Une carrière à contre-courant

Au parcours nourri de multiples passions, la chercheuse débute en littérature en tant qu’enseignante de Lettres dans le secondaire, dans le Nord-Pas-de-Calais. Elle rédige un mémoire de maîtrise sur l’imaginaire dans la trilogie de Pan de Jean Giono puis un mémoire de DEA en littérature médiévale. De retour en Limousin, elle fait un doctorat en sémiotique littéraire. Sa thèse questionne la manière dont les correspondances épistolaires amoureuses de philosophes des Lumières épris de liberté, justice, sciences et art renouvellent le romanesque. Par la suite, enseignante de communication à l’Institut universitaire de technologie du Limousin, elle s’intéresse à l’expression de l’ethos des artistes dans le design graphique des sites web. Devenue enseignante-chercheuse à la Faculté des lettres et des sciences humaines de Limoges, elle développe une sémiotique du design numérique. Elle fonde en 2012 la revue internationale Interfaces numériques où l’évolution consumériste des technologies est en question.

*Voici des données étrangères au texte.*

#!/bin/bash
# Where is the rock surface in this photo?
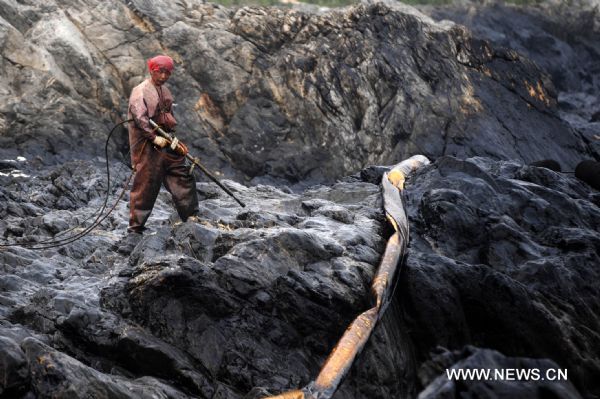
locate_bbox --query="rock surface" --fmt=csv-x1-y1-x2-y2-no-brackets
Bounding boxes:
0,0,600,399
419,0,600,162
0,0,597,183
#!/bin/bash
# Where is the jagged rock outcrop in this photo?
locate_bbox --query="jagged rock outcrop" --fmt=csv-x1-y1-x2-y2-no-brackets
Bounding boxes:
419,0,600,161
0,0,600,399
400,157,600,397
0,0,589,183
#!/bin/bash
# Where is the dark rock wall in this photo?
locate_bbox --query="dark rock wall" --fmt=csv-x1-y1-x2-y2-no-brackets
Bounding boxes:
0,0,600,399
420,0,600,161
0,0,589,182
400,157,600,397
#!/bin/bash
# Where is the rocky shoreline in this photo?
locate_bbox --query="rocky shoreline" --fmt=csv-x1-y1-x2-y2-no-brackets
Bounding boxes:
0,0,600,399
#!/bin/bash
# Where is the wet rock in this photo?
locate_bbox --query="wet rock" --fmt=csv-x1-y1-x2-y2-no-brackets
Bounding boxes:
22,338,188,399
0,0,594,184
0,336,29,397
401,158,600,397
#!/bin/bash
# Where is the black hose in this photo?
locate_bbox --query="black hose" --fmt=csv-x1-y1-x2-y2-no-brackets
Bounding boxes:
0,119,133,250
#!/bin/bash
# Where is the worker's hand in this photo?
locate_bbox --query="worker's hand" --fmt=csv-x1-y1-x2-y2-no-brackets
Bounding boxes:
152,136,169,148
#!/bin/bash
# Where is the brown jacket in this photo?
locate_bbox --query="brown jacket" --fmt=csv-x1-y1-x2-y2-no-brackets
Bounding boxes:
127,78,177,166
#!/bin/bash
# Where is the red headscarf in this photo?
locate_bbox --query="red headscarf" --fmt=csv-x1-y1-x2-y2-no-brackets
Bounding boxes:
148,55,173,72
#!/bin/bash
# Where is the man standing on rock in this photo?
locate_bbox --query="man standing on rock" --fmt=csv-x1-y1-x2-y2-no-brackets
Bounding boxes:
118,55,198,254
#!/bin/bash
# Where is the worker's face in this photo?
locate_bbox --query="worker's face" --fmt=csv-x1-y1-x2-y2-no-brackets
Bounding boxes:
150,68,171,86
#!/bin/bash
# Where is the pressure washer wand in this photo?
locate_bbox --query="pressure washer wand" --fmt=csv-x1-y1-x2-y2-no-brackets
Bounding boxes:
150,119,246,208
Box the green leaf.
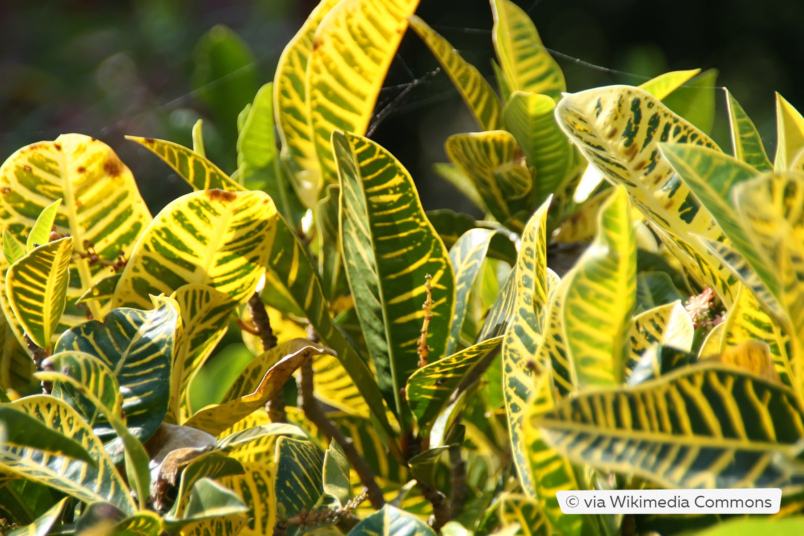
[126,136,243,192]
[562,188,636,388]
[0,395,136,513]
[503,91,587,206]
[452,229,495,356]
[332,132,455,428]
[36,352,151,509]
[773,93,804,171]
[0,405,96,466]
[7,497,67,536]
[265,218,396,442]
[113,190,278,308]
[6,237,73,348]
[193,119,207,158]
[624,301,695,380]
[54,298,179,441]
[165,451,244,521]
[538,364,804,489]
[192,24,257,146]
[349,504,435,536]
[556,86,736,306]
[639,69,701,100]
[322,441,352,507]
[3,230,26,264]
[75,273,120,305]
[237,82,304,222]
[0,134,151,345]
[274,0,340,208]
[445,130,532,232]
[722,285,793,386]
[408,15,501,130]
[660,144,781,312]
[25,199,61,253]
[724,88,773,171]
[274,437,324,536]
[491,0,567,100]
[167,284,237,424]
[405,337,502,434]
[185,341,332,435]
[520,365,589,536]
[662,69,718,134]
[502,199,551,496]
[427,209,475,248]
[182,477,248,521]
[636,270,684,313]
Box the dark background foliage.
[0,0,804,216]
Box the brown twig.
[298,361,385,510]
[449,444,467,519]
[417,480,450,532]
[248,292,288,422]
[274,490,368,536]
[416,274,433,368]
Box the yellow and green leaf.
[273,437,324,536]
[237,82,304,223]
[113,190,278,308]
[54,298,179,441]
[0,134,151,336]
[520,365,588,536]
[624,301,695,381]
[307,0,419,184]
[725,89,773,172]
[166,284,237,424]
[491,0,567,100]
[274,0,340,208]
[556,86,736,306]
[536,364,804,488]
[639,69,701,100]
[562,187,636,388]
[4,237,73,348]
[408,15,501,130]
[25,199,61,253]
[445,130,533,232]
[405,337,502,435]
[722,285,793,387]
[333,132,455,424]
[503,91,587,206]
[501,199,551,496]
[0,395,136,514]
[773,93,804,171]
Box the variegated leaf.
[307,0,419,183]
[408,15,501,130]
[113,190,278,308]
[2,237,73,348]
[333,132,455,425]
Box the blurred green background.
[0,0,804,216]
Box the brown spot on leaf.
[103,155,123,177]
[207,190,237,203]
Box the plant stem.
[298,361,385,510]
[248,292,288,422]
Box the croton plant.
[0,0,804,536]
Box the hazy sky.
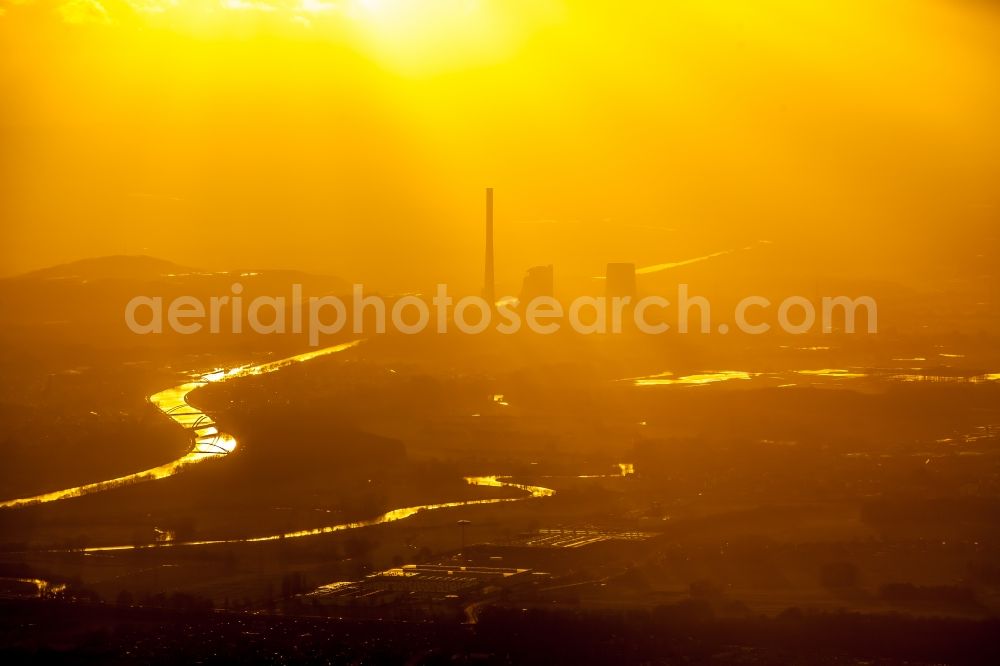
[0,0,1000,288]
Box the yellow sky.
[0,0,1000,288]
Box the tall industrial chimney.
[483,187,496,306]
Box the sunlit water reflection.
[0,340,360,508]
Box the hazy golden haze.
[0,0,1000,290]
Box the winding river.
[0,340,555,552]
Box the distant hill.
[15,255,192,281]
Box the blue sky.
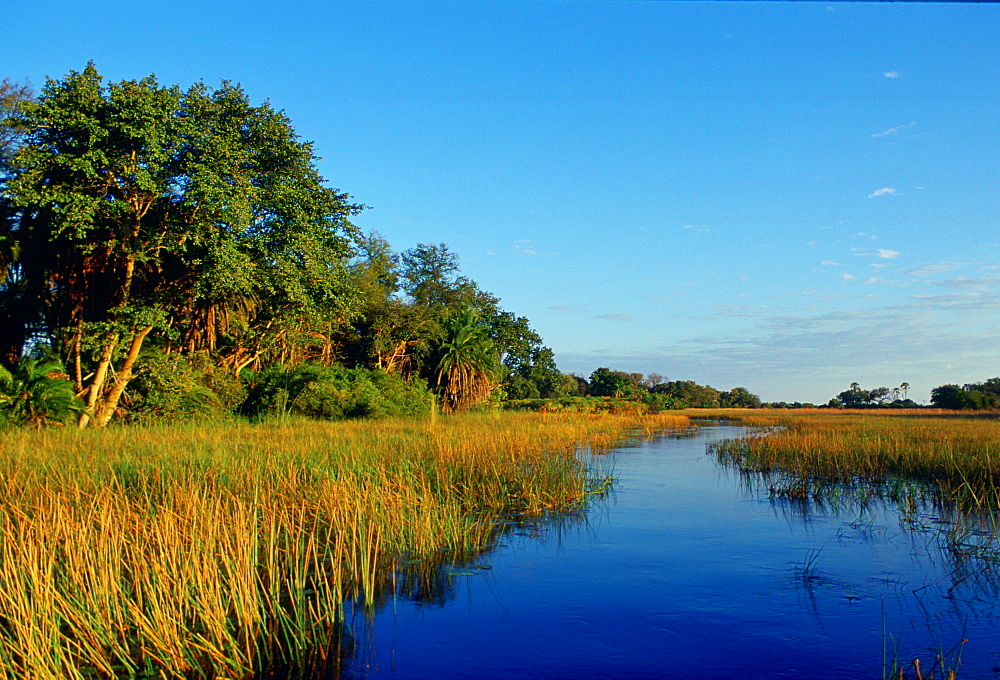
[0,0,1000,403]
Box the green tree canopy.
[0,63,360,424]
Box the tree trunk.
[95,325,153,427]
[77,333,118,430]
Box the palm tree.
[435,309,500,411]
[0,357,84,427]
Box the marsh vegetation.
[0,414,686,678]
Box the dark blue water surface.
[347,426,1000,680]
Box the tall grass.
[0,413,687,678]
[716,411,1000,508]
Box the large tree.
[0,64,360,424]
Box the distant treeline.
[551,366,763,409]
[0,64,576,426]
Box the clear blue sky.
[0,0,1000,402]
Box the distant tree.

Ces années-là, elle lit Les Battements du temps puis Retrouver l’Aube. Ces deux ouvrages du biologiste Jean-Claude Ameisen provoquent un déclic :  le désir de comprendre ce qui, dans nos aptitudes perceptives, nous relie à l’oikos, terme grec qui a donné le préfixe « éco » désignant notre maison terrestre, vivante. Nicole Pignier développe alors un courant français de l’écosémiotique, une discipline qui questionne les bases vivantes de nos aptitudes perceptives ; les dynamiques organiques, corporelles comme notre verticalité, nos échanges sensoriels avec l’extérieur, les rythmes… Son compagnonnage en lieux paysans l’a conduite à cette découverte : un paysage anthropisé (re)devient nourricier pour les humains et la terre/Terre quand nous nous ajustons à lui en laissant s’exprimer notre base vivante au lieu de la nier, de l’oublier en nous enfermant dans des mondes techno-symboliques d’où émergent un non-sens, une anesthésie.

Avec Laurent Pénicaud, paysan, ferme Terra libra, Linards, Haute-Vienne, nous déambulons au sein de ses paysages nourriciers, début 2022. Photo Nicolas Fay.

L’écosémiotique revisite le lien entre science et société

Si Nicole Pignier n’est pas militante, elle a la conviction profonde que l’avenir de notre monde dépend du soin que nous portons à nos aptitudes perceptives qui nous permettent de « co-énoncer avec le vivant » sans anthropomorphisme. Pour ce faire, elle sonde le lien à l’oikos dans les initiatives paysannes, qui, entre Limousin et Béarn, cultivent des semences paysannes et élèvent des espèces animales rustiques. S’inspirant pour sa méthodologie de François Laplantine, sociologue, et de Tim Ingold, anthropologue, elle travaille en compagnonnage avec les paysannes, paysans. Elle s’imprègne des actes, des lieux fréquentés, des paroles des paysans, elle mise sur le temps long, parfois plus de dix ans de coopération, elle est attentive aux porosités entre les mondes paysans, culturels, éducatifs, elle coopère à des rencontres paysannes dans des théâtres, cinémas, lieux publics, déambulations extérieures comme les sentiers mégalithiques. Elle fait alterner moments d’imprégnation, d’analyse où elle explore les limites, les ambiguïtés, les forces résilientes, de restitution et reprise. Elle est attentive aux cheminements individuels et collectifs, en accord avec le processus de la vie ; jamais fixé dans une identité stable mais en perpétuel devenir.